Radeon 7970 was quite popular. I still use one frequently for testing. 7970 GE is very close to RX 470 in compute performance. Geometry performance of course is much worse, but our game doesn't render triangles. I wonder whether Vulkan async compute still works on GCN 1.0. AMD themselves recommend to use just one compute queue (on PC). GCN 1.0 queue count isn't the limiting factor here. IIRC somebody in B3D forums said that GCN 1.0 can't run the same microcode for ACEs as there's not enough room. Maybe there's load balancing issues or some other bugs and the new code just doesn't fit in GCN 1.0. This is very unfortunate if true, since 7970 is still widely used. Async compute would have extended its lifetime a bit, especially in compute heavy games like ours.
The capacity constraint for microcode I'm thinking of came up in the context of allowing the microcode engines to support the standard command packet types, HWS, and the AQL packets for HSA at the same time.
At least the standard compute being used for the synthetic benchmark from this thread wouldn't be purposefully involving those extra sets of microcode since that's beyond what the program could control, and it hasn't been changed.
Losing the exact same functionality now might be that something changed the driver's threshold for serialization, a choice to back off on AC for 1.0, or a bug.
There are features that AMD has introduced that may not filter back to anything older than Sea Islands .
The front-end hardware for GCN 1.0 doesn't seem to have the foundation shared by the next revisions, in terms of the ability to update and the ability/hardware features for the microcode engine's interaction with the GPU back end. The underlying hardware of the front end for GCN 1.0 might have had more of a shared basis with Northern Islands and its introduction of compute.
From posts in the following thread, it seems that going forward AMD's overall compute platform is based on 1.1 and higher.
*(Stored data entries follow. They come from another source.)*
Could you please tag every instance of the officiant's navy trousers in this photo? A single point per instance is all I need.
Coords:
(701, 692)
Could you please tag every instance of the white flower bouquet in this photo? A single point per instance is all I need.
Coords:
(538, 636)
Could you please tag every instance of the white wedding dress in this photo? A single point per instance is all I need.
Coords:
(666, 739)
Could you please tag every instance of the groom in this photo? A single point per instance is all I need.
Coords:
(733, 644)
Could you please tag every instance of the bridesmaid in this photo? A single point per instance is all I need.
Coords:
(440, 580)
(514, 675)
https://www.phoronix.com/forums/for...te-1-3-platform-brings-polaris-other-features
I wouldn't think that would necessitate scrapping 1.0 support for basic AC, although perhaps there are details on how the stack communicates with the hardware that might explain why this gets more difficult, or the moving onto bigger and better things can increase the chance of corner cases coming up and forcing a fallback when no additional hotfix is forthcoming. Applications that do try to use more recent features could prompt a drop back to standard execution rather than trying to infer how they can be massaged into 1.0 at runtime.